French macarons topcook.tomathouse.com
Ingredients:
Macaron sandwich cookies
- 1.75 cups powdered sugar
- 1 cup almond flour
- 3 whites from large eggs, room temperature
- 1/4 tsp cream of tartar
- A pinch of salt
- 1/4 cup very fine sugar
- 2-3 drops of gel food coloring
- 1/2 tsp vanilla, almond, or mint extract
- Special devices: 4 baking sheets, 3 silicone baking mats, fine sieve, pastry bag with a 0.6 cm round tip.
Preparation:
- Preheat oven to 150°C using convection mode. Line 3 baking sheets with silicone mats.
Measure out the powdered sugar and almond flour, spooning them into a measuring cup and leveling the top with a knife. Transfer to a bowl and mix.
- Sift the almond-sugar mixture through a fine-mesh sieve into a large bowl, a little at a time, pressing with a rubber spatula to thoroughly combine. This will take some time, and up to 2 tablespoons of coarse almond powder may remain—discard it.
- Using a mixer at medium speed, beat the egg whites with cream of tartar and salt until stiff peaks form. Reduce the speed to medium-high, gradually add the caster sugar, and beat for about 5 more minutes until thick and fluffy.

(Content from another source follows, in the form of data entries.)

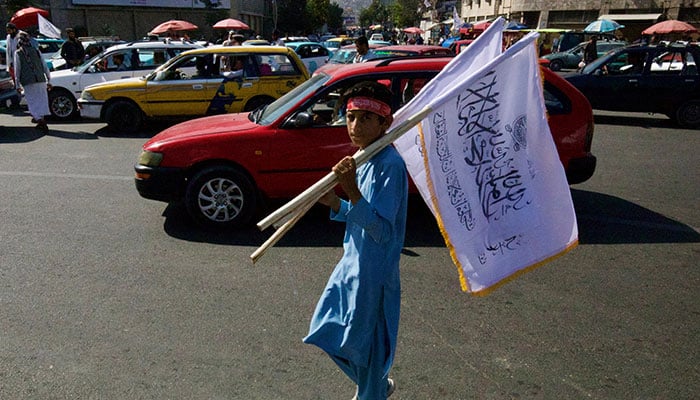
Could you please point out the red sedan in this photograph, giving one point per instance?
(222, 166)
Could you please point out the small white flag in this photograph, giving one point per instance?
(48, 29)
(456, 20)
(490, 169)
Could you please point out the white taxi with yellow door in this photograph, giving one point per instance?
(213, 80)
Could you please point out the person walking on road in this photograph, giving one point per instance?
(356, 320)
(32, 76)
(590, 52)
(72, 50)
(362, 46)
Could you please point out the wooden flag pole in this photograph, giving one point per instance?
(314, 192)
(297, 207)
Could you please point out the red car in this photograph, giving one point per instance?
(222, 166)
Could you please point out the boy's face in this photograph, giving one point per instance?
(364, 127)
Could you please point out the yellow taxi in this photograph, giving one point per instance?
(212, 80)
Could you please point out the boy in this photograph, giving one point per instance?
(356, 320)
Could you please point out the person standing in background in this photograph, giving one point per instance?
(32, 76)
(72, 50)
(362, 46)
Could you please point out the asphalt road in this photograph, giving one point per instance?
(105, 295)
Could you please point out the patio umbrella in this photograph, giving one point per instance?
(413, 30)
(174, 25)
(27, 17)
(231, 23)
(465, 27)
(514, 25)
(602, 26)
(670, 26)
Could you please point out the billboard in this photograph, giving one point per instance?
(220, 4)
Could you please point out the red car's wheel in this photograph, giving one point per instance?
(220, 197)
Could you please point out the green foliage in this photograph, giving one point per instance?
(376, 13)
(319, 12)
(291, 17)
(316, 13)
(405, 12)
(335, 17)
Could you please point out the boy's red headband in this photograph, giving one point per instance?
(369, 104)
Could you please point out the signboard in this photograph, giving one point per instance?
(219, 4)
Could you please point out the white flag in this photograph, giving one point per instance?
(48, 29)
(486, 47)
(456, 20)
(491, 169)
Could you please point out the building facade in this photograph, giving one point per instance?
(635, 15)
(131, 22)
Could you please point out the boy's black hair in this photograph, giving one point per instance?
(361, 40)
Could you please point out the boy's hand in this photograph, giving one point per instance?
(345, 170)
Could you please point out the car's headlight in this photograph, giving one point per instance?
(150, 159)
(85, 95)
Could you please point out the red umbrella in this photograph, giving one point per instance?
(230, 23)
(414, 30)
(174, 25)
(669, 26)
(27, 17)
(481, 26)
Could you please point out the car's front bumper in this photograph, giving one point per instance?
(580, 169)
(90, 109)
(159, 183)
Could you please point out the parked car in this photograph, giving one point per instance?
(458, 45)
(139, 58)
(256, 42)
(92, 45)
(571, 58)
(346, 54)
(335, 43)
(409, 50)
(312, 54)
(645, 78)
(47, 47)
(222, 166)
(196, 83)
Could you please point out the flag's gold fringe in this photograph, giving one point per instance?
(490, 289)
(462, 279)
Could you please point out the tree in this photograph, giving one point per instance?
(291, 16)
(405, 12)
(320, 12)
(376, 13)
(335, 17)
(316, 14)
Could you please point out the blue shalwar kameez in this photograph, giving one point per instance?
(357, 317)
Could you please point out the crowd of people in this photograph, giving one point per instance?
(31, 74)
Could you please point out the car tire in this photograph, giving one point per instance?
(220, 197)
(124, 116)
(687, 114)
(256, 102)
(62, 104)
(555, 65)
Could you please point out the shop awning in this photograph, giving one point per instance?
(631, 17)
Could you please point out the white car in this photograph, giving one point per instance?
(139, 58)
(312, 54)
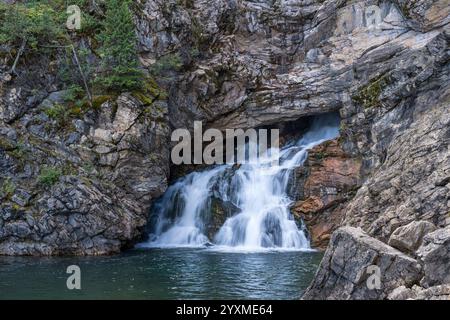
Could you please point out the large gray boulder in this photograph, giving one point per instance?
(408, 238)
(435, 254)
(347, 268)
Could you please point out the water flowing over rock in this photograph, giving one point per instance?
(257, 189)
(383, 64)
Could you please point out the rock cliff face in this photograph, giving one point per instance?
(384, 65)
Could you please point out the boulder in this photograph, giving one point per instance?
(351, 261)
(435, 254)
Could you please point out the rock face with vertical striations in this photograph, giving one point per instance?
(345, 271)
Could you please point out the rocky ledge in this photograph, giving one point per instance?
(352, 256)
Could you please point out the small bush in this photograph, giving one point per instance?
(49, 176)
(8, 187)
(170, 62)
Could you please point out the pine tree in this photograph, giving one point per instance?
(118, 49)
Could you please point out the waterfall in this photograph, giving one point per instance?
(258, 191)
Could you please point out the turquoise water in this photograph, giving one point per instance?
(162, 274)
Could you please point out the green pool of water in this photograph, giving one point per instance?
(162, 274)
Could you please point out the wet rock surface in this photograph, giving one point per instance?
(85, 186)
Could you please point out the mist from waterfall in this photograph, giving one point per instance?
(256, 189)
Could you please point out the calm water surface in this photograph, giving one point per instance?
(162, 274)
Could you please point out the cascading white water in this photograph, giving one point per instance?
(258, 189)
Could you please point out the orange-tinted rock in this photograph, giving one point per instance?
(332, 178)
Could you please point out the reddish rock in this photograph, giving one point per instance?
(332, 178)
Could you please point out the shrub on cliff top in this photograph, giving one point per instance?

- Transfer the whipped egg whites to the almond mixture in the bowl. Insert a rubber spatula halfway into the mixture and fold it in, rotating the bowl a quarter turn after each stroke.
- Add food coloring and flavor extract in the combination indicated below. Be careful not to overdo it. The dough is very soft and will only hold a small amount of liquid. Continue mixing and turning, scraping down the sides, for 2-3 minutes, until the dough is smooth and runs off the spatula in a thin, flat "ribbon."
- Transfer the dough to a piping bag fitted with a 0.6 cm round tip. Holding it vertically and close to the baking sheet, pipe out 3 cm circles (24 per baking sheet). Tap the baking sheets firmly on the counter twice to remove any air bubbles.
- Let the cookies sit at room temperature until the tops are no longer sticky, 15 minutes to 1 hour, depending on room humidity. Place a third, empty baking sheet under the first one (a double baking sheet protects the cookies from the heat).
- Bake the first batch of cookies for about 20 minutes, until they are shiny and rise by 0.3 cm (a "foot" will form). Transfer them to a wire rack to cool completely. Repeat with the second batch, again using an empty baking sheet. Remove the cookies from the baking mats and spread a thin layer of filling between each cookie.
Macaron fillings
With almonds and raspberries Color the dough with 2 drops of bright pink gel food coloring; add almond extract. Fill the cookies with seedless raspberry jam (you'll need 3/4 cup).
With mint and white chocolate Color the dough with 2 drops of mint green food coloring; add peppermint extract. For the filling, melt 3 oz (85 g) chopped white chocolate with 2 tbsp (15 g) heavy cream and 1 tbsp (15 g) butter in the microwave. Heat in 30-second intervals, stirring, until smooth. Stir in 1/4 tsp (1/4 tsp) peppermint extract and 1 drop (1/4 tsp) peppermint food coloring.
With blueberries and cream cheese Color the dough with 3 drops of blue-green gel food coloring; add vanilla extract. For the filling, combine 110 g of softened cream cheese and 3 tablespoons of blueberry jam.
With lavender, mascarpone and honey Add 2 drops of purple gel food coloring and almond or vanilla extract to the dough. For the filling, combine 3/4 cup mascarpone cheese, 2 tablespoons honey, and 1 teaspoon ground dried lavender.
With pineapple jam Add 2 drops of lemon gel food coloring and vanilla extract to the dough. For the filling, strain 3/4 cup of pineapple jam through a sieve, removing any large chunks.